Lawyers for Microsoft have formally made the commitment to a U.S. federal judge that their client would not consummate the purchase of Activision Blizzard King (NASDAQ:ATVI) before March 31, 2023 at the very earliest, which must be attributable to the fact that competition regulators in several key jurisdictions have not yet cleared the transaction and that at least one of the necessary approvals is still going to be outstanding in late March.
In a recent court filing, Microsoft said the UK review deadline of April 26, 2023 was sufficient in its own right to ensure that the deal would not close before late April. But the fact that a competition authority has until a certain date to render a decision does not mean that it could not grant clearance anytime, especially if an agreement on specific commitments by the acquiring party paves the way for a consent decree. Microsoft's stipulation not to consummate the transaction before March 31 is, however, legally binding. In a totally hypothetical scenario in which all regulators would greenlight the deal tomorrow, Microsoft could go back to the court and ask for a new schedule under the changed circumstances, but that does not appear likely:
MLex reported yesterday that the European Commission will issue a Statement of Objections (SO) next week, and while they are talking about remedies, the EC won't grant clearance based on commitments by Microsoft until some time after the SO. MLex also believes that the UK Competition & Markets Authority (CMA) won't accept commitments before its provisional findings, which are slated for later this month or early February. So there are some procedural milestones between now and early February, including that Microsoft will have to respond to the SO and the provisional findings, and it takes time to formalize any commitments even after a philosophical agreement. In particular, competition authorities like to conduct a market test, meaning that they ask other market actors. In this case, Sony is the only vocal complainer, though it's actually complaining of its own business model and will increasingly find itself on the receiving end of public and private antitrust enforcement as a result of its opposition to Microsoft-ActivisionBlizzard. If Sony gave competition authorities negative feedback to any proposal, though a hard and fast 10-year license agreement would be tantamount to a structural remedy, the regulators would want to explain in a formal clearance decision why it was not reasonable for Sony to say no.

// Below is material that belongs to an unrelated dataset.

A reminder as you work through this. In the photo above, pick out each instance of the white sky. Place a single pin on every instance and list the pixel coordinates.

All of that takes time, and that's why Microsoft's lawyers apparently were in a position to tell the United States District Court for the Northern District of California that the deal foreseeably won't close before the last day of March. The deal has a formal deadline a few months later, which the parties could extend (but it would require some negotiation).

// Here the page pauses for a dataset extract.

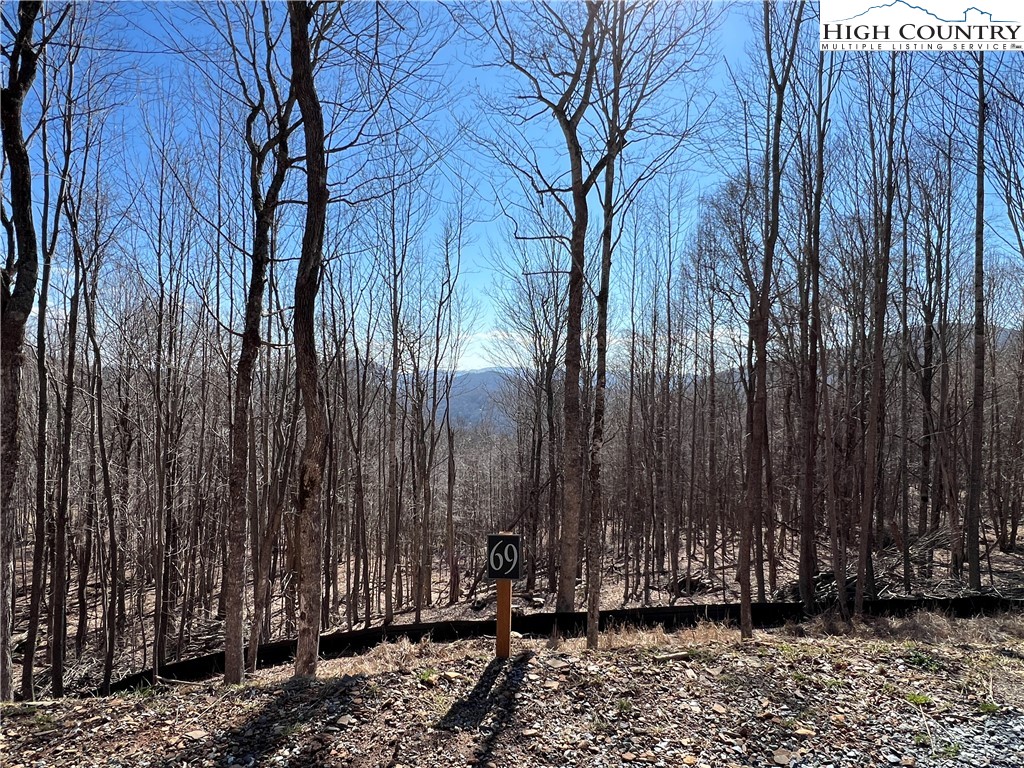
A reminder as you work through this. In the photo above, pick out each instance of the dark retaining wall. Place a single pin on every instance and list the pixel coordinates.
(764, 615)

This is the procedural context of the "not before March 31" commitment:
Judge Jacqueline Scott Corley, who is based in San Francisco, held a hearing yesterday on Microsoft's motion to stay a so-called gamers' (more accurately, lawyers') lawsuit over the transaction. A dial-in option for the general public was not offerered, but will be available for the February 2 Status Conference in the same case.
In my commentary on the plaintiffs' opposition to the motion to stay, I mentioned the discretion that federal judges enjoy in such situations. It's not binary (grant or deny), but there is wide latitude in how to manage the case. Formally, the motion was denied, but practically, it has decelerated that private antitrust action--which just piggybacks on the FTC's in-house lawsuit--to a certain degree.
The motion for a preliminary injunction will be heard on March 23. Before the case was reassigned to Judge Corley, that motion hearing was scheduled for February 10. Upon reassignment, Judge Corley vacated that one and scheduled a case management conference for March 23. At that point I wrote:
"... I doubt that the PI hearing will be held on an earlier date than the initial case management conference (March 23). Maybe they'll both take place on the same day."
Bingo. The PI hearing has indeed been scheduled for March 23, 10 AM Pacific Time. By January 31, the parties must propose a briefing schedule for the PI motion (under the original one, Microsoft's opposition brief would have been due today, January 20), and briefing (including an optional but expected reply brief) must be completed by March 9, giving the court two weeks to read the briefs in advance of the March 23 PI hearing. After the hearing, the court then has a week to rule on the PI motion before the earliest possible closing date based on yesterday's stipulation--and it may actually have even more time if at least one of the prerequisite regulatory approvals is ensured to take longer. The question may very well come up at the PI hearing, and maybe Microsoft will then do the court the favor of stipulating to a slightly later date than March 31 based on what will be known by then about the regulatory proceedings in various jurisdictions.
In addition to a PI briefing schedule, the parties' January 31 filing will also have to outline a discovery plan. It will formally be a joint statement, but my guess is that they won't be able to agree on much more than the briefing schedule and will have divergent views on how and when to go about discovery.
The FTC has so far not seen a need to seek a PI. Its in-house adjudicative proceeding does not prevent the merger from closing.
This is the order on the motion to stay and the next deadlines and hearing dates:
Subsequently, court staff set a new deadline (for the Joint Status Report due by January 31) and a new Status Conference (February 2, 1:30 PM Pacific Time, to be held via Zoom). After that one, I'll update my timeline chart.
In the meantime we'll hear from Brussels (according to MLex) and possibly also London.